A large group of fox hunters on horseback and a pack of hounds are seen traveling down a narrow, paved road lined with dense hedges and trees. In the foreground, two lead riders are prominent: one on the left in a traditional black hunt coat and one on the right in a bright red hunting jacket, often called "pinks." They are riding large, sturdy horses. Surrounding the horses’ hooves is a large pack of white and tan foxhounds, moving together down the road. Behind the leaders, a long procession of dozens of other riders in formal equestrian attire follows, stretching back into the distance. The lighting suggests a bright, low winter sun, casting long shadows and highlighting the bare branches of the trees overhead.

Great Ayton’s Boxing Day Ritual: Auf Wiedersehen?

In 2004, hunting foxes with dogs was banned. This did not, however, end the “sport”. It merely trimmed it back and left three flavours of “hunting” on the menu.

First comes trail hunting. This involves following a scent of animal urine laid on a route that is meant to be unknown to the riders. In theory, it is all neat and lawful. In practice, there is ample evidence that hounds can and do wander off to follow real animals. A less trusting observer might note that they are not always rushed back with great urgency.

Next is drag hunting. Here the scent is synthetic and the route is known in advance. If the hounds lose their way, the whippers-in can steer them back on course. It is controlled, predictable, and about as close to foxhunting as a flight simulator is to war.

Then there is so-called Clean-boot hunting. Again, this follows a neutral scent, sometimes even a human one, but the route may be unknown. The chances of switching to a real animal are slim. This is not new. I remember, in the early 1980s, being tempted to join a hunt as one of the hunted. It never happened. There were too many clashes with races, and the enthusiastic recruiter, a stalwart of our running club, Tom Flory, unexpectedly passed not long after.

The ban Labour promised in its manifesto applies only to trail hunting. The claim is that trail hunting has become a smokescreen for continued foxhunting, and there is plenty of evidence to back that up.

Drag hunting and clean-boot hunting would remain legal. Riders could still dress up in their pinks, ride out, and gallop across the countryside behind their hounds. What would change is the likelihood of stumbling upon an actual fox. With properly trained dogs, that risk is very low, possibly zero.

So the wailing about this ending riding out altogether is plain fearmongering. Great Ayton’s Boxing Day hunt would carry on if these proposals take effect, just as it did after 2004.

The real objection is simpler and less noble. Some people still want to chase real animals and kill them. They always have.

Next year, though, a new line of attack may appear. The ground is already being tested.

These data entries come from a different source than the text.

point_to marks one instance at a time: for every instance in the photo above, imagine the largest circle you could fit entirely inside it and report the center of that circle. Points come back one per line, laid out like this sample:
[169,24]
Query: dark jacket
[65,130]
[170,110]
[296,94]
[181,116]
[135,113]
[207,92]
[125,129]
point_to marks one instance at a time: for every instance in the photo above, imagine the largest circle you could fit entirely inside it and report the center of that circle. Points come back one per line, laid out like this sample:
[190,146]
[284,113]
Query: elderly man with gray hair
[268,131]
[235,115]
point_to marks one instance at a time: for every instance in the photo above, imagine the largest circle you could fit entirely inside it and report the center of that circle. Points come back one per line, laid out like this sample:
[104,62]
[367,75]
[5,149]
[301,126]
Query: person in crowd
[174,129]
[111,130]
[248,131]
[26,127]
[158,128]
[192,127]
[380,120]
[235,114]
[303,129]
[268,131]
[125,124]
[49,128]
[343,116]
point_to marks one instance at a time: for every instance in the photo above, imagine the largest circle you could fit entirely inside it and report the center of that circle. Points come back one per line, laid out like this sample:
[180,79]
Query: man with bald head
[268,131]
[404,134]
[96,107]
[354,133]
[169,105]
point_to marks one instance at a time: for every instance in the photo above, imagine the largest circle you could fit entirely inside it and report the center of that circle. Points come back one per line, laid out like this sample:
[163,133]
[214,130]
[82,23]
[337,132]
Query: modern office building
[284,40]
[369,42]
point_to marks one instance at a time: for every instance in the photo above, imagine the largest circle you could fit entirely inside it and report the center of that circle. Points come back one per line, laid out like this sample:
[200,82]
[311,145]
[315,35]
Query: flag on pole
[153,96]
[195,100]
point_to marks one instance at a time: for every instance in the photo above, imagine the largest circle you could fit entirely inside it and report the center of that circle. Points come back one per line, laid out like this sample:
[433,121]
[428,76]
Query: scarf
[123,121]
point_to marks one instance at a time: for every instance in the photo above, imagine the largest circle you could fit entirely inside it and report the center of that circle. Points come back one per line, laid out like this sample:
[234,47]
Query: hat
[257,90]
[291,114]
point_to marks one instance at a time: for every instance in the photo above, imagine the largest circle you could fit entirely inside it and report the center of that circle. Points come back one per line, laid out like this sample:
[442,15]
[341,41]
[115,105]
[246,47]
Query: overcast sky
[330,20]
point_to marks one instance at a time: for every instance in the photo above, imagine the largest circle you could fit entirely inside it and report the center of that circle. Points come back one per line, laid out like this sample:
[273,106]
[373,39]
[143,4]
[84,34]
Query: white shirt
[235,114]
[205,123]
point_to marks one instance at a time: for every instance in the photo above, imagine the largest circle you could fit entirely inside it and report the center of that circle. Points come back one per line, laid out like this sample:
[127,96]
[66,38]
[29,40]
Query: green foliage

UNESCO Convention for the Safeguarding of the Intangible Cultural Heritage

This convention was signed in 2003, but it took the United Kingdom until January 2024 to ratify it, a delay that suggests no great sense of urgency. From cheese rolling to bagpiping: UK launches search for traditions that define our communities1Department for Culture, Media and Sport. 5 December 2025. https://www.gov.uk/government/news/from-cheese-rolling-to-bagpiping-uk-launches-search-for-traditions-that-define-our-communities [Accessed 25 December 2025].

So next year there will be a sudden enthusiasm for celebrating cultural traditions and their value to communities and the economy. Pancake Day, cheese rolling, and Highland dancing may all be recognised as part of our “Living Heritage”. Communities are being invited to submit cherished traditions across seven areas, from oral expressions to culinary practices.

Into this steps the argument that rural field sports, especially hunting with dogs and trail-hunting, should count as “indigenous” cultural heritage and deserve legal protection. Falconry is wheeled out as an international example. One claim on a Facebook posting is that these activities are being squeezed out by urban-majority politics and multiculturalism2Hunting Kind Facebook Group“Dr Nick Fox OBE”. 3 May 2025. https://www.facebook.com/100064926691019/posts/pfbid02tEdPzGanhronEjeTXsDN1tSNjHAsASiSw2SKBmrReGbq1K13Ajso9djTcDcS93wYl/[Accessed 25 December 2025].

This is a thinly veiled attempt to defend foxhunting by borrowing the language of minority rights. The idea that hunting culture should be protected under the Equality Act like an ethnic or religious group is a stretch worthy of a long reach across a muddy field. Hunting is not an immutable identity, nor is it subject to systemic discrimination. An urban majority is not oppression. It is how elections work.

Comparisons with falconry or Romani culture do not help. Falconry does not usually involve packs of dogs chasing mammals for miles while the country argues about it. Pointing to cats killing wildlife as a justification for bringing back hunting with dogs is another dodge. If suffering were the real concern, regulating pets would not lead neatly to reviving a blood sport.

The tone drifts into misty-eyed nostalgia, with mutterings about multiculturalism and city dwellers as if change itself were an enemy. By blending legal claims with cultural grievance, the argument trips over its own feet. Personal preference is dressed up as victimhood, and no amount of heritage varnish quite hides the bloodstain underneath.